Tonic describes the Mobilization Coordinator as an "agent" within its broader platform, replacing static scoring and manual processes with an AI-native decision and execution engine. Human teams remain in control through policy controls and oversight, it says.

"Most breaches don't happen because vulnerabilities weren't found - they happen because teams couldn't decide and act fast enough," said Sharon Isaaci, CEO of Tonic Security.

"Tonic closes the gap between knowing and doing. Our Mobilization Coordinator continuously determines what actually matters to the business, orchestrates remediation across teams and tools, and validates that risk is truly reduced," Isaaci said.

The approach centres on what Tonic calls a proprietary Security Data Fabric, designed to reconcile structured and unstructured data from security tools and IT systems. It also pulls information from internal knowledge bases and collaboration tools, which Tonic refers to as "tribal knowledge".

Four-stage model

Tonic frames its platform around a four-part model: collect, contextualise, prioritise and act, with each phase using software agents.

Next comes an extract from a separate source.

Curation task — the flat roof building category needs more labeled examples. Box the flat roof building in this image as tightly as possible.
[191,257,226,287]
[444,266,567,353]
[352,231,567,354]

In the collection phase, agents ingest and reconcile data across systems and knowledge sources, creating what Tonic describes as a self-maintaining data layer that reflects operational reality. The platform then adds context by inferring factors such as criticality, ownership and potential business impact.

In the prioritisation stage, Tonic says its agents turn large volumes of findings into an "explainable queue" of risk decisions, which it contrasts with generic severity scoring. It says prioritisation adapts as environments and threats change.

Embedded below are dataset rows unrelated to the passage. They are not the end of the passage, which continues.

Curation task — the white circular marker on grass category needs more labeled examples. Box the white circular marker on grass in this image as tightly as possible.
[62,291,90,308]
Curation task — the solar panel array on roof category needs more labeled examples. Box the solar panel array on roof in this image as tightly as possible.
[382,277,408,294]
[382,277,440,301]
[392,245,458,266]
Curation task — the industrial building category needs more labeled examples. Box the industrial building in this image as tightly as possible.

The final phase focuses on execution. Here, the Mobilization Coordinator routes work to responsible owners and provides context and guidance, according to Tonic, while also validating that risk reduction occurred. When remediation is not feasible, it says the agent proposes compensating controls or a formal risk acceptance aligned with an organisation's risk appetite.

Verification focus

A key element is how the product checks remediation outcomes. Tonic says it validates results through rescanning, configuration verification and system-of-record confirmation, producing reporting intended to show risk reduction over time for executive stakeholders.

Tonic also highlights governance features, saying recommendations and actions are explainable, evidence-backed and policy-controlled. Human teams retain oversight, while agents handle investigation, coordination and follow-through.

Customer claims

Tonic cited early customer results, claiming a 90% reduction in exposures requiring remediation and 50% faster remediation of business-critical risks. It also said 80% of remediation was automatically orchestrated, which it says reclaimed 35% of security team capacity.

Tonic did not name customers, disclose deployment sizes, or provide details on measurement methods.

Competition in exposure management has intensified as organisations seek more comprehensive views of cyber risk across infrastructure, applications and cloud services. Many teams also want tighter integration with IT operations and clearer ownership of remediation work. Tonic's pitch centres on linking exposure discovery with coordinated execution and outcome validation.

Further development is likely to focus on integrations with more security and IT systems as customers demand broader coverage across tools and cloud providers. Tonic says the Mobilization Coordinator operates within its Agentic Exposure Management Platform, with agentic workflows and a data fabric layer at the core of its approach.